BEHIND THE EYES; PARTE UNO (THEODORE)


Allungo la mano destra, senza aprire gli occhi, cercando la persona sdraiata a mio fianco; ma le mie dita, anziché sfiorarne la pelle morbida e nuda, incontrano solo la consistenza soffice del materasso ed un posto vuoto.

"Buongiorno... O forse sarebbe più appropriato dire buonasera".

Sollevo le palpebre, mi siedo appoggiando la schiena alla testiera del letto, e mi massaggio le tempie con entrambe le mani; la stanza attorno a me è immersa nella semioscurità, resa meno opprimente dalla luce di un lampione che filtra dalla finestra, tuttavia i miei occhi individuano subito Nicole, senza la minima traccia di difficoltà: è seduta davanti alla piccola scrivania, apparentemente impegnata a pettinarsi i capelli, ed incontro il suo sguardo attraverso il riflesso dello specchio.

"Buongiorno anche a te. Per quanto tempo ho dormito?"

"Qualche ora. Sembravi molto stanco, così ho preferito non svegliarti" risponde la mia ex compagna, senza mai smettere di sistemarsi le lunghe ciocche castane "sopra al comodino c'è qualcosa che dovrebbe essere di tuo gradimento.
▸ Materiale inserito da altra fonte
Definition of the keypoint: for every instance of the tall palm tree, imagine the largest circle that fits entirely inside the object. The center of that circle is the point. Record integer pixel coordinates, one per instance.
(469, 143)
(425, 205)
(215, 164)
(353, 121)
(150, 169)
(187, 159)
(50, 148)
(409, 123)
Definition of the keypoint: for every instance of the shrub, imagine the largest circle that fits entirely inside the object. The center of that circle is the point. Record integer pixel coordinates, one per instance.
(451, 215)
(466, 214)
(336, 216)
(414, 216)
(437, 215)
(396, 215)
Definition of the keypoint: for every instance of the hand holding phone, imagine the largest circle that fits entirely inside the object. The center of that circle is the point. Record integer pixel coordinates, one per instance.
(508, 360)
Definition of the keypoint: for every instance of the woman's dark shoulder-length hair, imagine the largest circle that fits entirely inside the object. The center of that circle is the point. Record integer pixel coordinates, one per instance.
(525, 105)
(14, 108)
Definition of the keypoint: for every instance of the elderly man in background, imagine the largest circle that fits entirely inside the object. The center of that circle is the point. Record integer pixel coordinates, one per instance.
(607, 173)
Se la memoria non m'inganna, questo è un rito che fai sempre dopo i momenti di intimità".

Sposto lo sguardo sul mobile e ciò che vedo mi fa piegare le labbra in un sorriso compiaciuto, perché Nicole ha centrato in pieno ciò che desidero fare in questo momento: prendo in mano la sigaretta, l'accendo ed aspiro una profonda boccata, buttando poi fuori il fumo dalle labbra.

"È stato meraviglioso" dico dopo un po', rompendo il silenzio, e gli occhi azzurri di Nickie tornando a concentrarsi sul mio viso.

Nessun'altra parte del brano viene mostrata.